Pan-genome curve

Pan-genome orthologous group table
Whole genome alignment using NUCMER

Pan-genome curve

The Pan/Core-genome curves are calculated from Pan-genome Orthologous Groups (POGs) in the data sets.

The figure below shows the Pan/Core genome curve obtained from the results of Pan-genome analysis of 16 Vibrio cholerae genomes. The number of POGs (shown as boxplot) represents the distribution of values of the entire data set obtained by randomly selecting the amount of genomes on the X-axis, 100 times each.

  1. Blue boxplot and trend line shows the change in number of Pan-genome gene groups to the number of genomes.
  2. Green boxplots and trend line shows the change in number of Core-genome gene groups to the number of genomes.

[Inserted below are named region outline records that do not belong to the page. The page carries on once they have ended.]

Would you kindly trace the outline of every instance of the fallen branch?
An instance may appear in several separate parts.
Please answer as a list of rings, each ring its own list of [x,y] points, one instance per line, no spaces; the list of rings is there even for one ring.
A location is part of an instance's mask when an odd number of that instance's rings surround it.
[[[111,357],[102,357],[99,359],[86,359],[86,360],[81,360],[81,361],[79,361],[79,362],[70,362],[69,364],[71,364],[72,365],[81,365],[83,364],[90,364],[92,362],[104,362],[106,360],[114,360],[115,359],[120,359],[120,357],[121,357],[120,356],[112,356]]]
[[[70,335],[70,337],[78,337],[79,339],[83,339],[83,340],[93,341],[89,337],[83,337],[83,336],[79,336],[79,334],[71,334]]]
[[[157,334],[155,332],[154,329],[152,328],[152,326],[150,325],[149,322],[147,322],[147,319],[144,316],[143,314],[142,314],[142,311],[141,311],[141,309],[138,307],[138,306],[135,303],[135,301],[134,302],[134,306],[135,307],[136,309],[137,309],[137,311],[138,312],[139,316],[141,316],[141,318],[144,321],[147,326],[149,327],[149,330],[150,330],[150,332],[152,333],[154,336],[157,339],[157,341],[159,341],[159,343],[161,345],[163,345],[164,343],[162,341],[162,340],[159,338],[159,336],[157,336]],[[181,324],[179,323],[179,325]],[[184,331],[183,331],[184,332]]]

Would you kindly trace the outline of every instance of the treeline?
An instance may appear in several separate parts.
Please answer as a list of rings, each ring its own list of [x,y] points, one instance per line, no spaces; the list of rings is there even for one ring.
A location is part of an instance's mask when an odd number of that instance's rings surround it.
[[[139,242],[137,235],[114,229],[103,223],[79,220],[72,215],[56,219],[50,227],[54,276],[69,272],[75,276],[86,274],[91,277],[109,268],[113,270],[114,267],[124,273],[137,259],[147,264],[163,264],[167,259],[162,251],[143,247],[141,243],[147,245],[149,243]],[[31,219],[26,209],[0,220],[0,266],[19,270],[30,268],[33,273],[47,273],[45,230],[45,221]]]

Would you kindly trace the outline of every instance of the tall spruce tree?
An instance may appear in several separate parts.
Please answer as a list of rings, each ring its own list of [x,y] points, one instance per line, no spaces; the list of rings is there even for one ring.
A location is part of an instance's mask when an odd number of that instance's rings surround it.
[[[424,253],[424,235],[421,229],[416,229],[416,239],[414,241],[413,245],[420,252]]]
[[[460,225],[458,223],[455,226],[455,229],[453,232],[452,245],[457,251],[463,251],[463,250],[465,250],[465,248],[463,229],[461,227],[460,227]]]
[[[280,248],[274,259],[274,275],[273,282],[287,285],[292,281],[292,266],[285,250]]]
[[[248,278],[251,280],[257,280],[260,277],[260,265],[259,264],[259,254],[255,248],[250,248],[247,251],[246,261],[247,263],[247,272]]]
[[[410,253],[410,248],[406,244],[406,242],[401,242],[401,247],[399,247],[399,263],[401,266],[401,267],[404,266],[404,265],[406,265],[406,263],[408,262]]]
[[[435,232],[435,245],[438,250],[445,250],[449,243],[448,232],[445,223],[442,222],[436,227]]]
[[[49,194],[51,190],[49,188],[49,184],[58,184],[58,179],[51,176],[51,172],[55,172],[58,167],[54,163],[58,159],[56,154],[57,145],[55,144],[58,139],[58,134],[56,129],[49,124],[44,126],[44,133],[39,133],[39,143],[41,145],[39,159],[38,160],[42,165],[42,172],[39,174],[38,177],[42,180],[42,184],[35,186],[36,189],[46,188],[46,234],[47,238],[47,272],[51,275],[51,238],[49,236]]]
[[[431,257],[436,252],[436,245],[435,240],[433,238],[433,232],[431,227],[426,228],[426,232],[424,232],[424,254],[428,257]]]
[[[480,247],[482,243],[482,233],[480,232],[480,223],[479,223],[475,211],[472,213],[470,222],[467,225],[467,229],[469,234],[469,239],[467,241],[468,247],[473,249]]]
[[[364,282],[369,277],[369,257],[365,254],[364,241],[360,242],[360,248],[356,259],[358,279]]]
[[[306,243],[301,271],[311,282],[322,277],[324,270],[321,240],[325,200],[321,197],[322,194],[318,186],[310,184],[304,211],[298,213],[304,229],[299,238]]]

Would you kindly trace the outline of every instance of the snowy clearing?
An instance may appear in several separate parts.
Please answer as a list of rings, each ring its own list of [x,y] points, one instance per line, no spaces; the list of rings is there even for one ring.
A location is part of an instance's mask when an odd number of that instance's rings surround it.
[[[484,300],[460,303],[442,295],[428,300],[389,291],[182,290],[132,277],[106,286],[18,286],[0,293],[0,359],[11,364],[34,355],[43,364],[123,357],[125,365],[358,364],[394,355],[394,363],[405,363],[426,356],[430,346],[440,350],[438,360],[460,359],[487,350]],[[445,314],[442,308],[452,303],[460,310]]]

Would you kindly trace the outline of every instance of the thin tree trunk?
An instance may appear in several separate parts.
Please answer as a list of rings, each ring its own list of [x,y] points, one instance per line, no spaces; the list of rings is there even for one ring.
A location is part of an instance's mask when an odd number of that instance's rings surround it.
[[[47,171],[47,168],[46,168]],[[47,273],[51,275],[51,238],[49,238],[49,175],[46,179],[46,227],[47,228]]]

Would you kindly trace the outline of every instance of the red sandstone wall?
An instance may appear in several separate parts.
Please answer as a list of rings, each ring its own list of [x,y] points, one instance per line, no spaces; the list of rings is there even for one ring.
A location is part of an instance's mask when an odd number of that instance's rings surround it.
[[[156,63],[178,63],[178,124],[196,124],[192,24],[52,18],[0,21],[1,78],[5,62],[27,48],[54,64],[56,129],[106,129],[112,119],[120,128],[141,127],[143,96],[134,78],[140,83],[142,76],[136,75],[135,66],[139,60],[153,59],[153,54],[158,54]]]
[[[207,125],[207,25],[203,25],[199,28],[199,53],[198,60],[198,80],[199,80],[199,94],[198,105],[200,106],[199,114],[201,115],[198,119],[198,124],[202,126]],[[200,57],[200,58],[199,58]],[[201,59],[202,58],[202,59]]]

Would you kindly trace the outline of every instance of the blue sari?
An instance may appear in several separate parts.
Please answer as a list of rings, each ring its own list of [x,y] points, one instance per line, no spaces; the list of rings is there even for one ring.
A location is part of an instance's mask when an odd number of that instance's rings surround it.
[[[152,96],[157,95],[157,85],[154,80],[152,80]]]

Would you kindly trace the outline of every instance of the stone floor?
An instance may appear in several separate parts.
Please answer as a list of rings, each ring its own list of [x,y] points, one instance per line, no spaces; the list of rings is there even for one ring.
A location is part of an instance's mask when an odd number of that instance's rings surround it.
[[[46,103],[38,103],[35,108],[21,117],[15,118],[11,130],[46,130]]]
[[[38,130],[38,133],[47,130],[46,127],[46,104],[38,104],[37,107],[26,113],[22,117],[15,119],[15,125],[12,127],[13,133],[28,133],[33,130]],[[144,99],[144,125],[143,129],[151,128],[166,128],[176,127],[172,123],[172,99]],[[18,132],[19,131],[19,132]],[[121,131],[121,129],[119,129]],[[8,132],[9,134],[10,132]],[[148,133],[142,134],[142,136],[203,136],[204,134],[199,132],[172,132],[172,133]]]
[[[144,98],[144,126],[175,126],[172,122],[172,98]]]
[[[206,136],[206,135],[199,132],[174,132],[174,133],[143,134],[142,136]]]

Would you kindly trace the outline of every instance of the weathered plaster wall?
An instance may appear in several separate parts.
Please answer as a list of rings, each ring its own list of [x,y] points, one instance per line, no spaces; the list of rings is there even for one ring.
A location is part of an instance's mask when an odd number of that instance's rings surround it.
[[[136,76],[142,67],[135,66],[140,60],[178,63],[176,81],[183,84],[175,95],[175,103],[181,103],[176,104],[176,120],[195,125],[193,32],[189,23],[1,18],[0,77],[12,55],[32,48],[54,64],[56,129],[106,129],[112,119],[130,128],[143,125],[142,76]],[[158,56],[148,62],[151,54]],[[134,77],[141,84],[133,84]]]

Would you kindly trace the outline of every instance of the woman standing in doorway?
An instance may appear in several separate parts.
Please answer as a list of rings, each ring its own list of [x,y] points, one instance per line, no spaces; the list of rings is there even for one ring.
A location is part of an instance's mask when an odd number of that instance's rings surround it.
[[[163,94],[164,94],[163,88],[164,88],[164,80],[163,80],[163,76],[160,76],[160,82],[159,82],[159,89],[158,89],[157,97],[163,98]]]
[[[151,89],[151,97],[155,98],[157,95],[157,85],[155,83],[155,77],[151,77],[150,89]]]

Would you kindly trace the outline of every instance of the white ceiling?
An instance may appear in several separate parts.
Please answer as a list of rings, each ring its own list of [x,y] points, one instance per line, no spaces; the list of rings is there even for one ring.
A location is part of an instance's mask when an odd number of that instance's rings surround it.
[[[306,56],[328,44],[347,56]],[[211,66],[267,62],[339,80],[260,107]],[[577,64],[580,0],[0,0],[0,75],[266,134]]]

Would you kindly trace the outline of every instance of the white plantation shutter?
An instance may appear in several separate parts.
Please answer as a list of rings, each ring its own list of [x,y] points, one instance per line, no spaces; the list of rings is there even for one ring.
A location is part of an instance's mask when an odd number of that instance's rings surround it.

The Pan-genome curve (1) shows a positive correlation between the number of POGs and the number of genomes. In contrast, the Core-genome curve (2) shows a negative correlation where the number of POGs decreases as the number of genomes increases.

In the case of Core-genome, it can be calculated by using several different cutoff settings. The cutoff setting specifies the calculation of Core-genome by using genomes with certain genes that are above X% of the genomes in the entire data set. For example, Pan-genome analysis of 10 genomes with the cutoff setting at 100% results in  core-genome that includes only the genomes with all of the certain genes. If the cutoff setting is at 90%, 9 or more genomes among the 10 genomes that has all of the certain genes will be included in the core-genome.

The figure below shows the calculated plot curve with two different cutoffs for the POG number of Core-genome.

  1. Overall, you can see that the number of POG that belongs to the core-genome increases as the cutoff % gets smaller.